China tariff, non-tariff barriers inhibit Caribbean, Latin America imports – IDB report

Prohibitive tariff and non-tariff barriers for trade between China and Latin America and the Caribbean (LAC) continue to seriously inhibit the prospects for the export of both agricultural and manufactured goods to the world’s single largest market, according to a recently concluded study done by the Inter-American Development Bank (IDB).

The study estimates that farm exports from Latin America and the Caribbean to China could increase by around 10 per cent and export of manufactured goods by as much as 37 per cent, if China’s import tariffs were reduced to the levels of the Organization for Economic Cooperation and Development (OECD), whose average is 3.6 per cent.
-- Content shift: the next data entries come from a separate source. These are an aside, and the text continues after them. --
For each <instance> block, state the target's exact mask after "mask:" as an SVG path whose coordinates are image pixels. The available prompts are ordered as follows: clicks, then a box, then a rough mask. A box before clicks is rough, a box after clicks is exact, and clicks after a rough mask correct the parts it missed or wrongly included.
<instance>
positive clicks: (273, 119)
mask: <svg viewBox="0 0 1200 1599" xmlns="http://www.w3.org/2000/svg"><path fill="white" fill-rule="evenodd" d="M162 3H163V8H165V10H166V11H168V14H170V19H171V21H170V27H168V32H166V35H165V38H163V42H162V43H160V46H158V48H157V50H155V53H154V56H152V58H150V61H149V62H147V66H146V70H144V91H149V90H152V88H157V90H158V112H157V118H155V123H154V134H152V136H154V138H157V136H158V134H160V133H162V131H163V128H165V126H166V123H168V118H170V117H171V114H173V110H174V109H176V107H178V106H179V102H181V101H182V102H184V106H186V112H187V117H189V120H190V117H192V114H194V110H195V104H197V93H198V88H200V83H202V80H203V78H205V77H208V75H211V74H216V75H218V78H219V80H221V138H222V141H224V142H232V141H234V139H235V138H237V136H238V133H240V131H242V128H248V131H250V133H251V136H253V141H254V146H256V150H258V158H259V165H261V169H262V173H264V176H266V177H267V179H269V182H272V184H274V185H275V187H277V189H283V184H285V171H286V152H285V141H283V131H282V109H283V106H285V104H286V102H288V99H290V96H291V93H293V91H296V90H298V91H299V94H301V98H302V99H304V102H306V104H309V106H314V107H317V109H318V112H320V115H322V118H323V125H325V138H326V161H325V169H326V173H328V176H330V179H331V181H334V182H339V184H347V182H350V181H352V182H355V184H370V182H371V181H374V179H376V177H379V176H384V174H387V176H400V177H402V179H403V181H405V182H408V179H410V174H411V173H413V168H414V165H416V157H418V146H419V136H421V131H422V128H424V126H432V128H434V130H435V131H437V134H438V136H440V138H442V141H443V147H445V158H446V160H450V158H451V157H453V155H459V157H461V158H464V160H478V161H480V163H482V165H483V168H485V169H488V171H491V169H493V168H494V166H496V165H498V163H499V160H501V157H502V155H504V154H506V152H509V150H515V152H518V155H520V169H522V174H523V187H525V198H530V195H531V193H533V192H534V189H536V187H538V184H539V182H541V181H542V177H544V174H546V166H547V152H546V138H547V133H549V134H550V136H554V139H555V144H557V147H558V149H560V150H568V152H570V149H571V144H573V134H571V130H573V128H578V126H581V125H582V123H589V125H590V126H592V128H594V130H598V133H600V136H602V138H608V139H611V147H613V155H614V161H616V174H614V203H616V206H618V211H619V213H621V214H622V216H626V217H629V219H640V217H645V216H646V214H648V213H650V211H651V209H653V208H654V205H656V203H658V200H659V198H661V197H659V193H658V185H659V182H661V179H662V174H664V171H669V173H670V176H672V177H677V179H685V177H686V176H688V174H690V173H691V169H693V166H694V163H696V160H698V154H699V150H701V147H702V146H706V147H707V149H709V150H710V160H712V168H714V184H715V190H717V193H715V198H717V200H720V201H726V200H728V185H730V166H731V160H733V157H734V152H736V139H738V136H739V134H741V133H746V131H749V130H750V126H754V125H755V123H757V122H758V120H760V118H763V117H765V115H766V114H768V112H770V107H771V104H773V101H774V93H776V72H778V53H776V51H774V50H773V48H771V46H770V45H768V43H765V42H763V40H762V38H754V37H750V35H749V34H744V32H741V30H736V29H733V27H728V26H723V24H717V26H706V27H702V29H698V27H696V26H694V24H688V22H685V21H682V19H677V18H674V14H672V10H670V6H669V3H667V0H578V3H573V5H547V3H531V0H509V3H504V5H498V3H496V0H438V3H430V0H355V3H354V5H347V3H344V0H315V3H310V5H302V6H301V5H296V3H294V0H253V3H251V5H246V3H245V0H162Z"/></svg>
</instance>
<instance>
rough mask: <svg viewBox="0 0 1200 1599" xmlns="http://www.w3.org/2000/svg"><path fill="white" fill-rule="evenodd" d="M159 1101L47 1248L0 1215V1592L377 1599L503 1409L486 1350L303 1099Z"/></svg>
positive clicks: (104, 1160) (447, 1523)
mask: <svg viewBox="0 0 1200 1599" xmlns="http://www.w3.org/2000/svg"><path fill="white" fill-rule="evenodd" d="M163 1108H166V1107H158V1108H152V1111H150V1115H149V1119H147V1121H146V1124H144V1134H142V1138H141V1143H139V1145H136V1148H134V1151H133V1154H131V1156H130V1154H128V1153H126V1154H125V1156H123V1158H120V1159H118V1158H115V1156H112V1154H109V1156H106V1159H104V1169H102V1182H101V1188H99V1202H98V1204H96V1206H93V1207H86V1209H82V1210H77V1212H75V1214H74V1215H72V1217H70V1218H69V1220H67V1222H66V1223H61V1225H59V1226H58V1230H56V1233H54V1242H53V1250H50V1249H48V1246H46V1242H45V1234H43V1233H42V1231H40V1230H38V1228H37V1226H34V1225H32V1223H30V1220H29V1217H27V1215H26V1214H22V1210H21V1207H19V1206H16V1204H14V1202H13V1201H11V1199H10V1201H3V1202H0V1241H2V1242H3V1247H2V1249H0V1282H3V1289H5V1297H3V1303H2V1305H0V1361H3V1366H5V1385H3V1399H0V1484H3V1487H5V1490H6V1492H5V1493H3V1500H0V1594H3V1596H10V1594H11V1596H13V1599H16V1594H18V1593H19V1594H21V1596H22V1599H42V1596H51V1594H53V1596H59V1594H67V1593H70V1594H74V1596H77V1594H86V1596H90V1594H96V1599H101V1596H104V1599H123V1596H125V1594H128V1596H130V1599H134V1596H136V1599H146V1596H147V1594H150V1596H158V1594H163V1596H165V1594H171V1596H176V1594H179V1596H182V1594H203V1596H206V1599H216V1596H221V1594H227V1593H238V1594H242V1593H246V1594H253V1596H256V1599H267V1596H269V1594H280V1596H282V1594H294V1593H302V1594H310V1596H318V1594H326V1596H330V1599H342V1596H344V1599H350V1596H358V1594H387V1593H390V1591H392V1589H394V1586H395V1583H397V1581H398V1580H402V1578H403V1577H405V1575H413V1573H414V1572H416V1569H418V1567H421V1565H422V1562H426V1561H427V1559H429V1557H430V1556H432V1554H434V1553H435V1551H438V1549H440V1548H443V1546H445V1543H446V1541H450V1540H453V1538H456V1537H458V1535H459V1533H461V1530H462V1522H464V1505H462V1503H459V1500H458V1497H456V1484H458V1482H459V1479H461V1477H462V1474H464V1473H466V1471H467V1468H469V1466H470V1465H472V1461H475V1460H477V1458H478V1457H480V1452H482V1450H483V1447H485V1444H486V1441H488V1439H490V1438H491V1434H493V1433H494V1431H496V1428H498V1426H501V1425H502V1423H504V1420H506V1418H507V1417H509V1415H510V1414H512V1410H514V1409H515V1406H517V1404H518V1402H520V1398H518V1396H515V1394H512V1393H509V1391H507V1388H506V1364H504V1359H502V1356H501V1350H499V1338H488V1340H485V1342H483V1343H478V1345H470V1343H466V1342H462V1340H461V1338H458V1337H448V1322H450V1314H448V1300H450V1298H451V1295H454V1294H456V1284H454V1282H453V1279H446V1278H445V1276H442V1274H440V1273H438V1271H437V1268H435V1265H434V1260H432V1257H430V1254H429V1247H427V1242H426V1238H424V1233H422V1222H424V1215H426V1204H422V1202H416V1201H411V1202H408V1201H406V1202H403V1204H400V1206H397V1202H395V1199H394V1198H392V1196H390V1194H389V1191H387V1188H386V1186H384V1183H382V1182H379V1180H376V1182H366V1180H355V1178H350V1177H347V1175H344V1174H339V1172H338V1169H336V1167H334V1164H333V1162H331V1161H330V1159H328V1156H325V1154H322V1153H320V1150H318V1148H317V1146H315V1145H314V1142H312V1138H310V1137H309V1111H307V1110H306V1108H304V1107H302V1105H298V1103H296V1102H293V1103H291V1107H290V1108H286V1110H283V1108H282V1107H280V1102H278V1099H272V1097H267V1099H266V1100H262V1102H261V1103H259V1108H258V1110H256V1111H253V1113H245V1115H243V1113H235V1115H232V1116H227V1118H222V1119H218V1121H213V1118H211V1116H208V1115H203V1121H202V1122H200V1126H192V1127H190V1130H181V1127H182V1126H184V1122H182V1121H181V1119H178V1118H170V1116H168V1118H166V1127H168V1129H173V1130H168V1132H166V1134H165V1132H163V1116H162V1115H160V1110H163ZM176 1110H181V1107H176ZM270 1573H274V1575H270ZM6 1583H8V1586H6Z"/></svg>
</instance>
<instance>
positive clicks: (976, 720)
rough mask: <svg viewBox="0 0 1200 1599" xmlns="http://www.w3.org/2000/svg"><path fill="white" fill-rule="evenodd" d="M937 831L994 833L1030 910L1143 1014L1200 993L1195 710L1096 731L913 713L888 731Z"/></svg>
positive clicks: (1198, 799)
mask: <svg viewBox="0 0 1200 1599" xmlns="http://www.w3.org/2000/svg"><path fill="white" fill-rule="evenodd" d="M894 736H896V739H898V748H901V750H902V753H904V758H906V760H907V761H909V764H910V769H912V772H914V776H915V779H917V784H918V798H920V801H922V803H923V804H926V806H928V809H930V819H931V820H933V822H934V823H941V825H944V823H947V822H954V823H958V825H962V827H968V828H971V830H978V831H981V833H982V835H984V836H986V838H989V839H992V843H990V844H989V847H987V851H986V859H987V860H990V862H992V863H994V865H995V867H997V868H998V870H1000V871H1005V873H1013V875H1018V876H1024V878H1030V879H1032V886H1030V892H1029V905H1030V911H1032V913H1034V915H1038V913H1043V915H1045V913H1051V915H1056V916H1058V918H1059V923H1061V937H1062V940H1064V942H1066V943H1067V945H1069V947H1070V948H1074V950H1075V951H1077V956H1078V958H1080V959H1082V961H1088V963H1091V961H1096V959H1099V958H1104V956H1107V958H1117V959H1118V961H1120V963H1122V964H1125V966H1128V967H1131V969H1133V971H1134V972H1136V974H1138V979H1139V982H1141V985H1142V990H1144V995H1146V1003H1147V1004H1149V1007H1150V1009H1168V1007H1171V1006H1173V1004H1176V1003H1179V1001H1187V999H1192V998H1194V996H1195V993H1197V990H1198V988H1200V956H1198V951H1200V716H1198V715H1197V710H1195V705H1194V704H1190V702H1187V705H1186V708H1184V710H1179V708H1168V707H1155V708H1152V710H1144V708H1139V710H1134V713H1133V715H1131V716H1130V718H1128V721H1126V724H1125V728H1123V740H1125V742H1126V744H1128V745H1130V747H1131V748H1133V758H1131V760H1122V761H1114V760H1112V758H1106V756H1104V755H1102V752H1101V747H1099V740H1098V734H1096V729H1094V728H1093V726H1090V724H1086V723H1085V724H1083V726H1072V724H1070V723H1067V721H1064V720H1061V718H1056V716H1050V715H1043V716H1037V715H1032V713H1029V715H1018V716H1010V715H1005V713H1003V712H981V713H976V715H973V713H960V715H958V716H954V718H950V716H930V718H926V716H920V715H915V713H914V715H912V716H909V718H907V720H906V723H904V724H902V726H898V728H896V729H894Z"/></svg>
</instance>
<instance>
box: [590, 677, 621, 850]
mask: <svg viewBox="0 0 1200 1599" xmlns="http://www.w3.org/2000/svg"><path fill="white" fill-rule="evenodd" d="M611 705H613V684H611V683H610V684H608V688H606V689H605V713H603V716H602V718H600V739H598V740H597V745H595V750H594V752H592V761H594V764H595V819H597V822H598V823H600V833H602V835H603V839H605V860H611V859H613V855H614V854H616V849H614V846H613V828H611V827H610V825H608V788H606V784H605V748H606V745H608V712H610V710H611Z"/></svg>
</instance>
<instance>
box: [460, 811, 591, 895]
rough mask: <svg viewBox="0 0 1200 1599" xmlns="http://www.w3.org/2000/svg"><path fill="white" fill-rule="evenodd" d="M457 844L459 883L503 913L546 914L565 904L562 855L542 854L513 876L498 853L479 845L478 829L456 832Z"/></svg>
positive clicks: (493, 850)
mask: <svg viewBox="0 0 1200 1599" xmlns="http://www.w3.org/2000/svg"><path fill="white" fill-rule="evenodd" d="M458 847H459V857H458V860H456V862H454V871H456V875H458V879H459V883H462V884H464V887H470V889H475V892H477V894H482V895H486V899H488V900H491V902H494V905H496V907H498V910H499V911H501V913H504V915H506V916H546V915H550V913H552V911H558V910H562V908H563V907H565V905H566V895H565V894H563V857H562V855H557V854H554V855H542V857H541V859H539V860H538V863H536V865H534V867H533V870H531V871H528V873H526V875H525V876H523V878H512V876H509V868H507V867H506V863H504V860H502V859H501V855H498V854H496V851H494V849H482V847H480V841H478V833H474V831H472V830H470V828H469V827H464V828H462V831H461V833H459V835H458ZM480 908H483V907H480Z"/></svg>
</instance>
China’s median tariff is approximately twice that of the OECD for agricultural goods and more than three times for manufacturing goods.

The findings of the recent IDB study presents regional and hemispheric organizations including the Caribbean Community (Caricom) and the Economic Commission for Latin America and the Caribbean (ECLAC) with the critical responsibility of vigorously lobbying Beijing to lower tariffs and open up greater market opportunities, initiatives that could significantly transform the agricultural and manufacturing sectors in the hemisphere.

The IDB report says that having expanded at an estimated annual average rate of 31.2 per cent between 2000 and 2011 (except for a brief interruption in 2009 during the financial crisis), the growth of China-LAC trade decelerated sharply and turned negative in 2014, on the back of marked and intertwined slowdowns in the growth of China and LAC. The recent loss of momentum notwithstanding, China remains as LAC’s second-largest trade partner, accounting for 13.7 per cent of the region’s trade in 2015.

The study, titled “Uncovering the Barriers of the China-Latin America and Caribbean Trade” asserts that efforts to alter the existing scenario will have to include initiatives by LAC countries “to invest in trade intelligence to remove barriers and maximize the potential gains from trade with China.” The report says that if this agenda is to be executed effectively, “negotiations must be, as much as possible, isolated from the political and ideological considerations that have characterized the relationship in the past.”

China’s prevailing economic outlook, not least its considerable interest in investment prospects in Latin America and the Caribbean has made ideology less of an issue in relatively recent years. China’s huge productive capacity particularly in the manufacturing sector has meant that the country’s tariff structure tends to discriminate against the importation of consumer goods, a circumstance that represents a challenge for LAC exporters seeking to reach Chinese consumers directly. The IDB report points out that the average tariff for consumer goods (11 per cent) is twice that of intermediate goods (4.9 per cent) and ten times that of the raw materials (1.09 per cent).

The IDB study also reports that over the past decade technical and non-technical non-tariff barriers in China have become an even greater challenge to external market access than tariff barriers for a significant amount of agricultural exports from LAC.

It states that in 2014, local agricultural products were on average 24 per cent more expensive than imported products, while the average weighted tariff stood at 9.2 per cent.